The Fed is set to offer more clues about rate hikes
That’s because the Federal Reserve will release the minutes from its latest meeting at 2pm ET, which could provide more clues about the central bank’s thinking on inflation and interest rate hikes.
At its November 2 meeting the Fed raised rates by three-quarters of a percentage point — its fourth straight hike of such a large magnitude.
But Fed chair Jerome Powell suggested at a press conference that the Fed may soon begin to slow the pace of hikes.
Other Fed members, most notably vice chair Lael Brainard, have hinted as much in recent speeches, too.
Yet there have been confusing signals from other Fed officials, who have continued to stress that inflation remains high and must be brought under control.
A recent batch of inflation reports seem to suggest that the pace of runaway price increases is finally starting to slow to more manageable levels.

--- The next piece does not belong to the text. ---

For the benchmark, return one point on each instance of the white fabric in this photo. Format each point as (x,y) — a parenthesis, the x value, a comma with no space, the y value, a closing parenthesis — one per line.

The job market remains relatively healthy as well, although the most recent jobless claims figures ticked up from a week ago.
But as long as the labor market remains firm and inflation pressures continue to ebb, the Fed will likely pull back on the magnitude of its rate hikes.
The Fed’s rate hikes have had a clear impact on the housing market, with surging mortgage rates helping to put a dent into home sales.
Still, Wall Street is growing more confident that the Fed might be able to pull off a so-called soft landing.
The Dow is up nearly 4% more in November and is now only down 6% this year.
The S&P 500 and Nasdaq also have rebounded sharply since October, but both of those broader market indexes remain down more sharply for the year.